File system performance and crash recovery
this lecture
tocttou
crash recovery for xv6
logging / ext3
time-of-check-to-time-of-use-bugs
when I was in college there was no mkdir() system call. here's
the source for /bin/mkdir (from v7 unix):
if ((mknod(d, 040777, 0)) < 0) {
fprintf(stderr,"mkdir: cannot make directory %s\n", d);
++Errors;
return;
}
chown(d, getuid(), getgid());
mkdir was setuid to root -- it ran as root even if started by
an ordinary user, since mknod() is a privileged call.
what's the problem?
how to exploit it?
cd /tmp
mkdir foo && ./exploit
exploit waits for foo to appear, then removes it,
substitutes a link to e.g. /etc/passwd
unix used to be full of such bugs. e.g. mail delivery command
appended to /usr/spool/mail/rtm, running as root:
stat(/usr/spool/mail/rtm)
if owned by rtm
open and write
how do people fix tocttou bugs?
atomic mkdir() call
f-calls:
fd = open(file)
fstat(fd)
if(ok)
fchown(fd)
don't run as root: structure s/w to drop privileges when possible
e.g. setuid(rtm) before delivering mail
what is crash recovery?
crash = kernel panic, power failure, fixable h/w failure
assume fail-stop: no wild writes to disk
assume disk content preserved, except maybe last write incomplete
goal: after reboot, recover to a correct state
crash recovery is hard because some syscalls involve multiple writes
example: mark block as not-free, add block # to inode
in that order, crash causes missing free blocks
in the other order, crash leaves a free block in a file
soon, two files will share a block!
example: mkdir allocates inode, make dirent in parent, then adds .
and ..
crash may leave new dir without its . and ..

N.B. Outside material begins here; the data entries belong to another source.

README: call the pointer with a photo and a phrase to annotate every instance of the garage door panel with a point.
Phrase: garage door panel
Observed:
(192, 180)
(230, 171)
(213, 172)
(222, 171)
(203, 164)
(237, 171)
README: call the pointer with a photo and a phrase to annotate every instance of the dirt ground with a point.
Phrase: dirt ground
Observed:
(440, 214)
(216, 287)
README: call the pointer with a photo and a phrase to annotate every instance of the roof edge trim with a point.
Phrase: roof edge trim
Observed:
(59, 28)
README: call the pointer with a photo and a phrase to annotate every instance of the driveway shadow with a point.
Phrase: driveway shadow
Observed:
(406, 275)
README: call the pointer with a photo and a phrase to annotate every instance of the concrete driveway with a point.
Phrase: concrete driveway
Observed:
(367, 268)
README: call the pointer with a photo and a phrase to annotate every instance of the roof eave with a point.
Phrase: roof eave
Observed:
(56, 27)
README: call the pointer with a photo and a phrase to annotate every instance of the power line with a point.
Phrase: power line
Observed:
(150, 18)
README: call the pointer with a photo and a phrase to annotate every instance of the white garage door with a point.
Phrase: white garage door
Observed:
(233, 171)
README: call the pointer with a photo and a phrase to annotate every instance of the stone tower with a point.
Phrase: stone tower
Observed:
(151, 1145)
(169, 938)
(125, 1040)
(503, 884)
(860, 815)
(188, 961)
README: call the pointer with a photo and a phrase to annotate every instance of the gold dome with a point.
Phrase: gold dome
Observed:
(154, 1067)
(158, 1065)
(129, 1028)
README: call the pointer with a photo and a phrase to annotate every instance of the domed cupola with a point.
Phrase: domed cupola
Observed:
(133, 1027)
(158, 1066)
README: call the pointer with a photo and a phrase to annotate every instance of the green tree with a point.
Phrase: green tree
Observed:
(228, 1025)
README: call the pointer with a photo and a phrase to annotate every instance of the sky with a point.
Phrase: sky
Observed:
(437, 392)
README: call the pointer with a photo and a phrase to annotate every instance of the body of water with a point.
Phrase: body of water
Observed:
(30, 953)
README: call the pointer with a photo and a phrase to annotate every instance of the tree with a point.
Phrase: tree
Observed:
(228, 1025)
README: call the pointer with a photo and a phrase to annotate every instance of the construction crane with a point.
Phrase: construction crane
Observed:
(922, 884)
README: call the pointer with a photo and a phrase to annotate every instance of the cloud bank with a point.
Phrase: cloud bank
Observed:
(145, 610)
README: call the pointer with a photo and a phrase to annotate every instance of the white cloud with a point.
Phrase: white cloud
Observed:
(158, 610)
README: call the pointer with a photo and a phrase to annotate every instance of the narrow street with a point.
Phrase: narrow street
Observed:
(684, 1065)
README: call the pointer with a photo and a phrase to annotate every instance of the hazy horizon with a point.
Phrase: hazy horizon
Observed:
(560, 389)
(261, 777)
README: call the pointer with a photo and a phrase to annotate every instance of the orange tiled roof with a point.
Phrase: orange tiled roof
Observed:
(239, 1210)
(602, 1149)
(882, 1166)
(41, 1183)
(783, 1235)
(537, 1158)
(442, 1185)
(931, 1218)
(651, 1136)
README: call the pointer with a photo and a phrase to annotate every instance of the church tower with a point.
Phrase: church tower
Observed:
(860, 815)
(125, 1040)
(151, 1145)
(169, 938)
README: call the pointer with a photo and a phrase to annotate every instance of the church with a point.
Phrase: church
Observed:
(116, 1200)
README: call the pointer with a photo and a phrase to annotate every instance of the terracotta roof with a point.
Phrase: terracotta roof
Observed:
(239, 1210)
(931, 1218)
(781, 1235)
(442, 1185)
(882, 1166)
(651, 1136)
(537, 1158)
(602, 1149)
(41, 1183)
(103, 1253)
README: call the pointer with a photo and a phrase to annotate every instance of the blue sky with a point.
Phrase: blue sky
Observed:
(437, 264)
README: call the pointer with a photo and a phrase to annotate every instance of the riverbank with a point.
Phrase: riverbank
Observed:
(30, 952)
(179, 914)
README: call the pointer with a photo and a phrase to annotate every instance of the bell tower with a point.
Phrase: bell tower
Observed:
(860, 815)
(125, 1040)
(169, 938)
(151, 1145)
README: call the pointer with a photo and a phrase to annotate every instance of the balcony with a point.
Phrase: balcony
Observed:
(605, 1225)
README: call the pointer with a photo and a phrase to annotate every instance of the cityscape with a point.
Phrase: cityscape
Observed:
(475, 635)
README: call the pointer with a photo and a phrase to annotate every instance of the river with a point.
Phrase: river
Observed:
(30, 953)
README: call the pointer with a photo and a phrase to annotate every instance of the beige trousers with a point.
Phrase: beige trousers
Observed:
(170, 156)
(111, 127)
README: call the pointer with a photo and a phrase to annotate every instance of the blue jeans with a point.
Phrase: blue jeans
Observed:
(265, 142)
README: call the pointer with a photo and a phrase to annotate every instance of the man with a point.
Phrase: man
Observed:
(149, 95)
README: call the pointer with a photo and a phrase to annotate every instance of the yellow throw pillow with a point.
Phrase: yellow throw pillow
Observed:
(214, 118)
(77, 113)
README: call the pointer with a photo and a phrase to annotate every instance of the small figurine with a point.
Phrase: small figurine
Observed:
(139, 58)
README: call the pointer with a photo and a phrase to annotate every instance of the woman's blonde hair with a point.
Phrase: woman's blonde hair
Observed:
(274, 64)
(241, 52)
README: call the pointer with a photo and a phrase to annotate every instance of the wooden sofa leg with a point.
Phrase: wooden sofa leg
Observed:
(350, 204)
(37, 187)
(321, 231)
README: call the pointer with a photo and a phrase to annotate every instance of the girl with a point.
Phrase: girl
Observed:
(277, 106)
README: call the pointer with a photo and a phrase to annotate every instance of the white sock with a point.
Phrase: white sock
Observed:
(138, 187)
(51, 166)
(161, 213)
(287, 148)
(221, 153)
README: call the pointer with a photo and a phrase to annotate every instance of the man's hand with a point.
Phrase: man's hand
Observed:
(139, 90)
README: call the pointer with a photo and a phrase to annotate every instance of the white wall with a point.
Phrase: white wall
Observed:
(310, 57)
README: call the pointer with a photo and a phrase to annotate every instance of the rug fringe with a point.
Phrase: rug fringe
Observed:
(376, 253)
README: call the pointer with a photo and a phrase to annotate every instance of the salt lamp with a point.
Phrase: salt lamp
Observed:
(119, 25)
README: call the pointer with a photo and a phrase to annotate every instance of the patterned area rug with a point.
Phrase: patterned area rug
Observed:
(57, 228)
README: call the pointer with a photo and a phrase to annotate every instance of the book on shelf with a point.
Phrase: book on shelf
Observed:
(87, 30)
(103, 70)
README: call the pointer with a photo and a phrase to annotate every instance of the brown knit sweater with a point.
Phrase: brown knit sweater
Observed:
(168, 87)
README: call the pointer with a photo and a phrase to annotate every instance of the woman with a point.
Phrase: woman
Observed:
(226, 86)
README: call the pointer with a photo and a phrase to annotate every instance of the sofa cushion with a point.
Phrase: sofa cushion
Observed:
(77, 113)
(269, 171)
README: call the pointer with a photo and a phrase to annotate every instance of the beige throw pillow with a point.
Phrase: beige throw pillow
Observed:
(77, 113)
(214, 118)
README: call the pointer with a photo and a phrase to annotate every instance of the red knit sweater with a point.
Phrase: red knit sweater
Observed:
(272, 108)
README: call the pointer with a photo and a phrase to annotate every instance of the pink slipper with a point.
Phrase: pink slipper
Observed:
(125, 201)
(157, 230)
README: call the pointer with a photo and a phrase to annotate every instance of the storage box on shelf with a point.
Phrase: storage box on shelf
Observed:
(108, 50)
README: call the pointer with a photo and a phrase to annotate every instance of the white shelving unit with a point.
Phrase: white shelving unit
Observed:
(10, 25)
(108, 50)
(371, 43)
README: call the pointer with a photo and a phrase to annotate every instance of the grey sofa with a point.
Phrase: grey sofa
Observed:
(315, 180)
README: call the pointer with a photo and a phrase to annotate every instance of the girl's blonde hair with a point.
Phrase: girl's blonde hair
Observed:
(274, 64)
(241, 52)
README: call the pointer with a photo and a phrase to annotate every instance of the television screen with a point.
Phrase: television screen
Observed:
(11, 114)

we'll discuss two approaches:
synchronous meta-data update + fsck (xv6 + imaginary fsck)
logging (linux ext3)
what can we say about an xv6 FS after a crash?
xv6 strategy: carefully order disk writes to avoid dangling refs
1. initialize a new inode before creating dirent
2. delete dirent before marking inode free
3. mark block in-use before adding it to inode addrs[]
4. remove block from addrs[] before marking free (oops)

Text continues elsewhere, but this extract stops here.